Feasibility Evaluation of Myocardial Cannabinoid Type 1 Receptor Imaging in Obesity: A Translational Approach.

机构信息

Department of Radiology, Division of Nuclear Medicine, Nuclear Cardiovascular Medicine, Johns Hopkins University School of Medicine, Baltimore, Maryland.
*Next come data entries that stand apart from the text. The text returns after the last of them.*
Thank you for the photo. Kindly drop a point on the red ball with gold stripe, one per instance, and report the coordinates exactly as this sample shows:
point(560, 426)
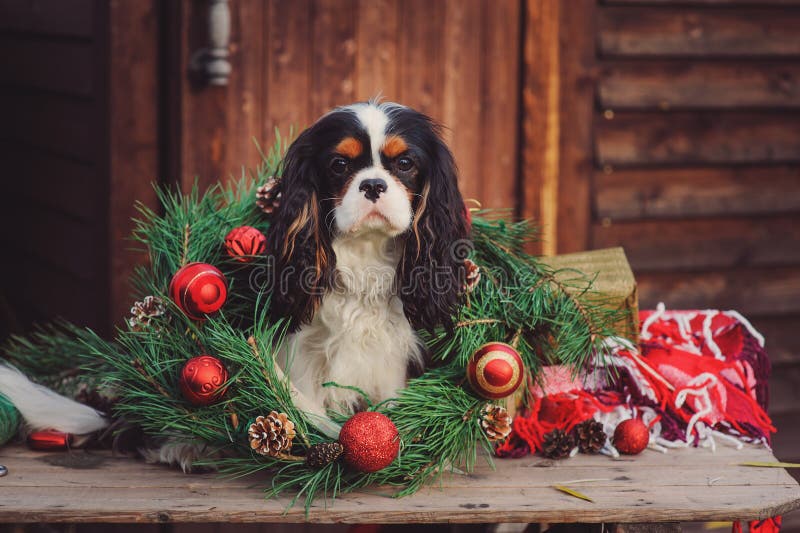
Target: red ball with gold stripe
point(245, 243)
point(199, 289)
point(495, 370)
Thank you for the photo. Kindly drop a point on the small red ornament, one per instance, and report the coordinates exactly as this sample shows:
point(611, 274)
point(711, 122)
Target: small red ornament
point(370, 441)
point(495, 370)
point(244, 243)
point(202, 379)
point(631, 436)
point(199, 289)
point(49, 440)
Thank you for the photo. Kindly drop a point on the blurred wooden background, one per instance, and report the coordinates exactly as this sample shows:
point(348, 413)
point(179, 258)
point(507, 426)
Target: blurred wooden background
point(671, 128)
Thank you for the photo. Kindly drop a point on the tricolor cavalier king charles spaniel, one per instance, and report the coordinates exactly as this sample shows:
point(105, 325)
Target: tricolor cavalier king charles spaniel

Laboratory of Cardiovascular Physiology and Tissue Injury, National Institute on Alcohol Abuse and Alcoholism, National Institutes of Health, Bethesda, Maryland.

出版信息

JACC Cardiovasc Imaging. 2018 Feb;11(2 Pt 2):320-332. doi: 10.1016/j.jcmg.2017.11.019.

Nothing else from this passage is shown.